## Line Chart: Accuracy vs. Steps for Different PPO and GRPO Algorithms
### Overview
This image presents a line chart comparing the accuracy of three different algorithms – PPO (Proximal Policy Optimization) with λ=0.95, PPO with λ=1.0, and GRPO (Generalized Reward-based Policy Optimization) – over a series of steps. The chart visualizes how the accuracy of each algorithm changes as the number of steps increases.
### Components/Axes
* **X-axis:** "Steps" ranging from 0 to 2500, with markers at 0, 500, 1000, 1500, 2000, and 2500.
* **Y-axis:** "Accuracy" ranging from 0.42 to 0.56, with markers at 0.42, 0.44, 0.46, 0.48, 0.50, 0.52, 0.54, and 0.56.
* **Legend:** Located in the bottom-right corner, identifying the three data series:
* PPO (λ=0.95) – Blue line with circle markers.
* PPO (λ=1.0) – Blue line with square markers.
* GRPO – Green line with diamond markers.
* **Gridlines:** Horizontal and vertical gridlines are present to aid in reading values.
### Detailed Analysis
* **PPO (λ=0.95):** The blue line with circle markers starts at approximately 0.44 at 0 steps. It shows a generally upward trend, with some fluctuations.
* At 500 steps: ~0.49
* At 1000 steps: ~0.52
* At 1500 steps: ~0.53
* At 2000 steps: ~0.54
* At 2500 steps: ~0.54
* **PPO (λ=1.0):** The blue line with square markers starts at approximately 0.46 at 0 steps. It also exhibits an upward trend, but is generally lower than the PPO (λ=0.95) line.
* At 500 steps: ~0.47
* At 1000 steps: ~0.48
* At 1500 steps: ~0.49
* At 2000 steps: ~0.50
* At 2500 steps: ~0.51
* **GRPO:** The green line with diamond markers starts at approximately 0.45 at 0 steps. It demonstrates the steepest upward trend, reaching the highest accuracy values.
* At 500 steps: ~0.51
* At 1000 steps: ~0.54
* At 1500 steps: ~0.55
* At 2000 steps: ~0.54
* At 2500 steps: ~0.55
### Key Observations
* GRPO consistently outperforms both PPO configurations across all steps.
* PPO with λ=0.95 generally achieves higher accuracy than PPO with λ=1.0.
* All three algorithms show diminishing returns in accuracy as the number of steps increases, particularly after 1500 steps.

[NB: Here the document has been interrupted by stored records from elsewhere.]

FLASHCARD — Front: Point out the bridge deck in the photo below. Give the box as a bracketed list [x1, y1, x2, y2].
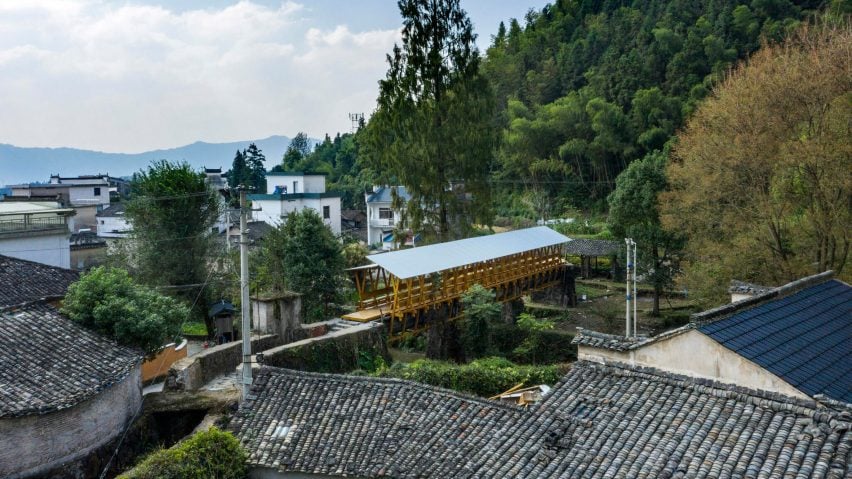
[344, 227, 570, 338]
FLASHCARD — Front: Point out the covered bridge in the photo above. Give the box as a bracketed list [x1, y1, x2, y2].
[343, 226, 570, 337]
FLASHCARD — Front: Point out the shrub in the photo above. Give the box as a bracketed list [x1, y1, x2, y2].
[119, 427, 248, 479]
[62, 267, 189, 355]
[375, 357, 561, 397]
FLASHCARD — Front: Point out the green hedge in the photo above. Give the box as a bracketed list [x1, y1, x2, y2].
[491, 324, 577, 364]
[374, 358, 562, 397]
[119, 427, 247, 479]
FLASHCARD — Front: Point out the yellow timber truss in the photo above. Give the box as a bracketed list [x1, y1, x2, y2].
[343, 245, 565, 339]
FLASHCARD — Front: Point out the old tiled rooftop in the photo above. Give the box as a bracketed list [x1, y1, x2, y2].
[0, 255, 79, 308]
[0, 303, 141, 418]
[699, 280, 852, 402]
[231, 361, 852, 479]
[231, 368, 521, 477]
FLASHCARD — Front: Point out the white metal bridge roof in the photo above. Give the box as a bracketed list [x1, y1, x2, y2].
[367, 226, 571, 279]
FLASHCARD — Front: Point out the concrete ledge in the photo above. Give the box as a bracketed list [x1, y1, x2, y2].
[163, 334, 283, 391]
[263, 323, 390, 373]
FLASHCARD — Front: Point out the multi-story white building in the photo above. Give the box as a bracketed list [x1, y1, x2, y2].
[248, 172, 341, 235]
[0, 201, 75, 268]
[364, 186, 411, 250]
[6, 175, 127, 232]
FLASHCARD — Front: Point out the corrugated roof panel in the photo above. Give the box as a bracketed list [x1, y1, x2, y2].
[699, 280, 852, 402]
[367, 226, 571, 279]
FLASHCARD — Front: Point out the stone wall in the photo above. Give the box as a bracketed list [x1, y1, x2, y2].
[263, 323, 390, 373]
[164, 334, 283, 391]
[0, 365, 142, 479]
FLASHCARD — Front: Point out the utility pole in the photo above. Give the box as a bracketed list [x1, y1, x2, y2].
[238, 185, 251, 399]
[624, 238, 633, 338]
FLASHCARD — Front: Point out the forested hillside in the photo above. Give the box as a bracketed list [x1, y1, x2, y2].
[483, 0, 822, 217]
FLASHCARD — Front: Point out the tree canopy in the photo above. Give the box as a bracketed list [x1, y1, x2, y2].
[258, 209, 344, 321]
[483, 0, 813, 214]
[62, 267, 189, 355]
[125, 160, 220, 332]
[363, 0, 496, 240]
[608, 151, 684, 316]
[663, 22, 852, 302]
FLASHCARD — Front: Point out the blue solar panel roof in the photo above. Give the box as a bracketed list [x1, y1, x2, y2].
[699, 280, 852, 403]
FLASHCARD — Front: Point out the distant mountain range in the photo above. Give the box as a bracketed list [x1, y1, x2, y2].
[0, 136, 302, 187]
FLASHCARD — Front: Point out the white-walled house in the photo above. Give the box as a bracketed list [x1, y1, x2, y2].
[364, 186, 411, 249]
[0, 201, 75, 268]
[97, 203, 131, 238]
[248, 172, 341, 235]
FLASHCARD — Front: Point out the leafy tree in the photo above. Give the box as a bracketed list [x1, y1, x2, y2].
[228, 150, 250, 189]
[482, 0, 821, 217]
[243, 143, 266, 193]
[125, 160, 220, 334]
[608, 151, 684, 316]
[364, 0, 496, 240]
[459, 284, 500, 360]
[258, 209, 344, 321]
[62, 266, 189, 355]
[119, 426, 248, 479]
[662, 19, 852, 302]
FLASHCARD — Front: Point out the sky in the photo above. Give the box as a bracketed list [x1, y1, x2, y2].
[0, 0, 547, 153]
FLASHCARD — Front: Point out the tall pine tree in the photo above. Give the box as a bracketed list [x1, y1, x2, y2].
[364, 0, 496, 241]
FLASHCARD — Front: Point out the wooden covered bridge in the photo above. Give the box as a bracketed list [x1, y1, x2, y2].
[343, 226, 570, 338]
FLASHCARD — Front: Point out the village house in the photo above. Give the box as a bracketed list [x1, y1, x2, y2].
[5, 175, 129, 233]
[248, 172, 341, 235]
[230, 275, 852, 479]
[364, 186, 411, 250]
[0, 256, 142, 478]
[0, 201, 75, 268]
[96, 203, 132, 238]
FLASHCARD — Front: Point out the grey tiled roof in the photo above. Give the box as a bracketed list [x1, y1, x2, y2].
[699, 280, 852, 403]
[565, 238, 624, 256]
[231, 368, 522, 477]
[367, 186, 411, 203]
[0, 255, 80, 309]
[0, 303, 141, 418]
[231, 361, 852, 478]
[728, 279, 774, 294]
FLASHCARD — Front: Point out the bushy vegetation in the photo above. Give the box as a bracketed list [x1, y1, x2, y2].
[257, 209, 344, 322]
[483, 0, 807, 218]
[374, 357, 562, 397]
[119, 427, 247, 479]
[62, 266, 189, 355]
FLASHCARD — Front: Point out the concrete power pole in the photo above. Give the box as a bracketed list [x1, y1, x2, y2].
[239, 185, 251, 399]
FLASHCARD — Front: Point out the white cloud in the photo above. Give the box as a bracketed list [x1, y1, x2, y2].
[0, 0, 399, 151]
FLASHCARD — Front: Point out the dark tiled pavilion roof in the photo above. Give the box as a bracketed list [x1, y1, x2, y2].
[231, 361, 852, 479]
[0, 303, 141, 418]
[565, 238, 623, 256]
[699, 280, 852, 403]
[0, 255, 80, 308]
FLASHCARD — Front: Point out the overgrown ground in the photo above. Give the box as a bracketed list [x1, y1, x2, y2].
[526, 279, 700, 335]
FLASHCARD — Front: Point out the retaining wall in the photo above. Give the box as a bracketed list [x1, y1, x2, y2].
[263, 323, 390, 373]
[163, 334, 283, 391]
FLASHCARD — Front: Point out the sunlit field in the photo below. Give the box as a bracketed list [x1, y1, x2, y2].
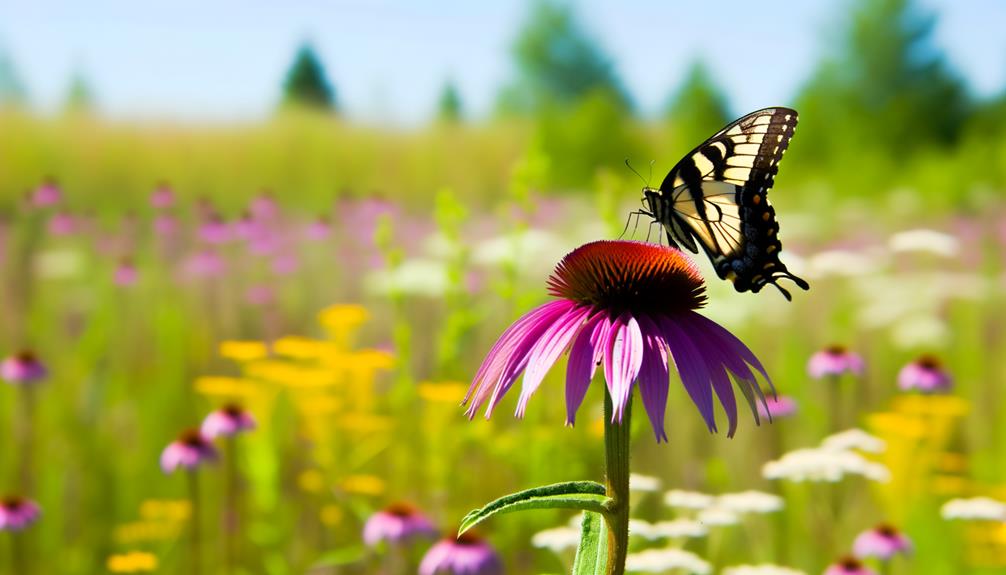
[0, 0, 1006, 575]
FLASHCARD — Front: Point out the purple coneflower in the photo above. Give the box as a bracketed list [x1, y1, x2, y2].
[897, 355, 954, 393]
[115, 258, 139, 286]
[758, 395, 797, 419]
[807, 346, 863, 379]
[0, 496, 42, 531]
[363, 503, 437, 547]
[824, 557, 876, 575]
[48, 210, 76, 237]
[852, 525, 911, 561]
[199, 403, 256, 439]
[420, 531, 503, 575]
[465, 241, 768, 441]
[0, 351, 49, 385]
[161, 429, 216, 473]
[150, 183, 175, 210]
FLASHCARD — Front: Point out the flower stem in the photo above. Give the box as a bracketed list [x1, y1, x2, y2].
[605, 390, 632, 575]
[186, 468, 202, 575]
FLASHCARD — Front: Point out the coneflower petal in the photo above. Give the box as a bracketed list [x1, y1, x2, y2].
[486, 300, 575, 419]
[605, 314, 643, 423]
[639, 316, 671, 442]
[660, 317, 716, 431]
[566, 313, 611, 425]
[516, 307, 591, 417]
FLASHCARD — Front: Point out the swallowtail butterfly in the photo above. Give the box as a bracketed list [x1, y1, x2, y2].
[643, 108, 810, 300]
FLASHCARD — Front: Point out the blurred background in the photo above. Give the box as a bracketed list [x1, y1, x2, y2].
[0, 0, 1006, 575]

* The GRPO algorithm shows a more rapid initial increase in accuracy compared to the PPO algorithms.
### Interpretation
The data suggests that GRPO is the most effective algorithm for this task, achieving the highest accuracy levels. The parameter λ in PPO appears to influence performance, with a value of 0.95 yielding better results than 1.0. The diminishing returns observed in all algorithms indicate that further increasing the number of steps may not significantly improve accuracy. This could be due to the algorithms converging towards an optimal solution or reaching the limits of their learning capacity. The initial rapid increase in GRPO's accuracy suggests it may be more efficient at exploring the solution space or adapting to the task's requirements. The differences in performance between the algorithms could be attributed to variations in their underlying mechanisms for policy optimization and reward handling.